An international study led by Thomas Pizzorusso, a professor at the University of Florence, showed that the eyes affect brain development. The use of vision increases the number of microRNA molecules, which in turn stimulate the development of brain circuits.
MicroRNA molecules regulate how information in genes is transformed into functional macromolecules. Observing the development of the visual bark, the researchers found that it contains a large number of these molecules. In particular, the molecules increase greatly during the functional maturation period in early childhood. According to researchers, microRNA molecules and vision could be linked by virtue of a virulent circle.
The team focused on a particular microRNA molecule, the miR-132. The more miR-132 there are, the greater the functional maturation of vision-related neurons, the excitatory neurons. Without the molecule, development stops and 3D vision is missing. At the same time, visual stimulation induces the production of miR-132. The molecule itself allows proper vision development, which again promotes the rise of miR-132. So brain development stimulates visual development and visual development stimulates brain development.

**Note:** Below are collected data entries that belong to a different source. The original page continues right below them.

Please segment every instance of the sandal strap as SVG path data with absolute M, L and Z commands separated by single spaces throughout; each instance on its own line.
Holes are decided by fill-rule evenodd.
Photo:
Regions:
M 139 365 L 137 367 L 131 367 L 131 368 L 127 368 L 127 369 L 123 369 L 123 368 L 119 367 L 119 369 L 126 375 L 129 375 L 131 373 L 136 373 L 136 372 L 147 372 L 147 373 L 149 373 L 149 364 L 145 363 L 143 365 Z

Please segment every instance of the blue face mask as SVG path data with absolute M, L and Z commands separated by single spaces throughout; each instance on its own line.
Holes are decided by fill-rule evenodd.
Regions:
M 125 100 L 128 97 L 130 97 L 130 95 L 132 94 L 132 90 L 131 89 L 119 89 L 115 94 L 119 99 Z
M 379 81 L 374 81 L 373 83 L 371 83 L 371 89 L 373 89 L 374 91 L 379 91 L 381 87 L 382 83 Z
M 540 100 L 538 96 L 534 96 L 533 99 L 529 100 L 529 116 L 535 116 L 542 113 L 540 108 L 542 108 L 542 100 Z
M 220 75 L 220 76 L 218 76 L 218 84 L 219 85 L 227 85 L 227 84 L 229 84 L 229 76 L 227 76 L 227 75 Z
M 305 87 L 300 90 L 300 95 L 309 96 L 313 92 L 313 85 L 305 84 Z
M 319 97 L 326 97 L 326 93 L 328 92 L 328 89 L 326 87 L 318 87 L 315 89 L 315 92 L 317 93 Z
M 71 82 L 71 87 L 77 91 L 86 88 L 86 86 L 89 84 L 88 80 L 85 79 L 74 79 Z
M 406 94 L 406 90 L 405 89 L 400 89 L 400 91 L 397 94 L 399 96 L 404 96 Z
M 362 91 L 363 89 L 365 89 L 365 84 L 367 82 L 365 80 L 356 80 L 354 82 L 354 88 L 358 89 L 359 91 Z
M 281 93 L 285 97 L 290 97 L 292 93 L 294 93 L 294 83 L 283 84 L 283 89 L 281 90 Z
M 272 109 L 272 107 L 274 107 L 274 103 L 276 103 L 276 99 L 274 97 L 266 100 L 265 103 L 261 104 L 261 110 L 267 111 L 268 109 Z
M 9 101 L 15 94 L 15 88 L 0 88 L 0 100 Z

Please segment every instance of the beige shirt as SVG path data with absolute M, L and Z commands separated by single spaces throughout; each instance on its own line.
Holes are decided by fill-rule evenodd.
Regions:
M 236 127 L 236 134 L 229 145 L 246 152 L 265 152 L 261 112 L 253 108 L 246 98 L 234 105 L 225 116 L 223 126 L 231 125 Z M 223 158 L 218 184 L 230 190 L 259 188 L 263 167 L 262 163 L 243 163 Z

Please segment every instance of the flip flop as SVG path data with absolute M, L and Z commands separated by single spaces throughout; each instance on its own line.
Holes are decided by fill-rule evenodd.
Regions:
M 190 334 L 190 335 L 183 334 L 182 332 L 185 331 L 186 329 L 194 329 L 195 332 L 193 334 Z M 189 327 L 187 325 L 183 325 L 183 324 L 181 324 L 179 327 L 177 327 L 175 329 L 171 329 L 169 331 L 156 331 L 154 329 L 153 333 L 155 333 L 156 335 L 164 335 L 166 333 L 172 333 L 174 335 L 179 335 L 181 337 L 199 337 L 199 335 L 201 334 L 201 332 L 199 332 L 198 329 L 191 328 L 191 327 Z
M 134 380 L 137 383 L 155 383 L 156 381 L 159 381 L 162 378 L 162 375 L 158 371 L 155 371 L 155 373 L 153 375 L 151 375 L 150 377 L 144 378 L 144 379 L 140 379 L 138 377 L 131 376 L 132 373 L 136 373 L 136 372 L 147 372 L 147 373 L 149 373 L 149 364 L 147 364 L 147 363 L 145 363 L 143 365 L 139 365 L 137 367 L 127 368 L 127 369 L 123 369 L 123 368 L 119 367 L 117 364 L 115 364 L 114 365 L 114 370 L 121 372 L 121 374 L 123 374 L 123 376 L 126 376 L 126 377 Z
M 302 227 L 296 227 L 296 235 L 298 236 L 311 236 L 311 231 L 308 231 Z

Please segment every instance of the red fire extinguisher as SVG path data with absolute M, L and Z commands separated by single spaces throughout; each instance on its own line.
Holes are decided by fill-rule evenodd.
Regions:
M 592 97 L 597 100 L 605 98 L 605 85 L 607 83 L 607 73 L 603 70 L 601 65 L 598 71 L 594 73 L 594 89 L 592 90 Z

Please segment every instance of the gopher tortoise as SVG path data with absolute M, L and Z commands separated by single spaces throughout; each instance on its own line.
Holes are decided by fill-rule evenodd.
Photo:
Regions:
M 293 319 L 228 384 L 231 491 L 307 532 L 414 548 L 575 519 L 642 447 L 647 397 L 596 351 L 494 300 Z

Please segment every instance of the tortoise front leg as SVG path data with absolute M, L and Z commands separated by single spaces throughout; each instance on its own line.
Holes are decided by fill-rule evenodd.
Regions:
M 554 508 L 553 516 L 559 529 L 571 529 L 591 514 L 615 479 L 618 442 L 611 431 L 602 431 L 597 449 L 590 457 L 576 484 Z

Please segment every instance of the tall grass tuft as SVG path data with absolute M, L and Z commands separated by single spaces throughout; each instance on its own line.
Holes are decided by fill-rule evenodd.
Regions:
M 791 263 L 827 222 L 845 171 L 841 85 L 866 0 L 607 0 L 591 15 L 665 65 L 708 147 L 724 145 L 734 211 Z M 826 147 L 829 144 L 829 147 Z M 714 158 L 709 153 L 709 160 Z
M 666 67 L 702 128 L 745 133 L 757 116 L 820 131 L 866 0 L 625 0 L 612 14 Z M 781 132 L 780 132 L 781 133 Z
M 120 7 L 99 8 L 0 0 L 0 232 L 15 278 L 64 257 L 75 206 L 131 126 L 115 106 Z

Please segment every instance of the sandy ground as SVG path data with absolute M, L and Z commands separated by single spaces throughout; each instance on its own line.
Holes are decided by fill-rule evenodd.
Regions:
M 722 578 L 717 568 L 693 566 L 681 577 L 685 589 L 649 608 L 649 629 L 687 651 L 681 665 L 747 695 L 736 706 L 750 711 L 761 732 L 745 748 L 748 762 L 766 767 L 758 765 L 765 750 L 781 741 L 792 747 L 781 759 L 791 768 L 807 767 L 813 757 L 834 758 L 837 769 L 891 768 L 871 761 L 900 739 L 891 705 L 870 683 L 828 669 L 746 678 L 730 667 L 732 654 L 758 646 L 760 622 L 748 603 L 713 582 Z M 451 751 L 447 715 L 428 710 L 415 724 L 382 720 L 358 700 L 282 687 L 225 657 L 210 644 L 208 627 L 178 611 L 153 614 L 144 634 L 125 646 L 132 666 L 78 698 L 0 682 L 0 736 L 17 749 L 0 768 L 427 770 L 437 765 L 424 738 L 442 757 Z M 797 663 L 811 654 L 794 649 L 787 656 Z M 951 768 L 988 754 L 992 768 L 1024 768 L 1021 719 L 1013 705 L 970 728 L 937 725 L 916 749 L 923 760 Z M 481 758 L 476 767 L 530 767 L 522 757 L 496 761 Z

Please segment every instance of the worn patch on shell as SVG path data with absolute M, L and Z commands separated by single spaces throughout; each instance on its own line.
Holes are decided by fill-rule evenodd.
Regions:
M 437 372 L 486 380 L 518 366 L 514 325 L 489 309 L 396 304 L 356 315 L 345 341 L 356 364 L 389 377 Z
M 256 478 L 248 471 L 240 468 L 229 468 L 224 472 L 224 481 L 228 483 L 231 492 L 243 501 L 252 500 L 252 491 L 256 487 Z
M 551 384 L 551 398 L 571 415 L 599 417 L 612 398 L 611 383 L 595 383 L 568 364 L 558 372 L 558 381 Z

The discovery opens new perspectives for the study of schizophrenia and autism. In these diseases, gene expression responds abnormally to external experiences. This leads to problems during development. The study identifies some genes controlled by the miR-132 molecule. The cause of some psychiatric illnesses might reside in the way the molecule translates the stimuli.
The molecular factors that mediate stimulation and brain development are relevant even in adulthood. The miR-132 molecule is not present in the brain of patients afflicted with Alzheimer's. This suggests that the absence of a mediator between external and internal world can contribute to brain degeneration.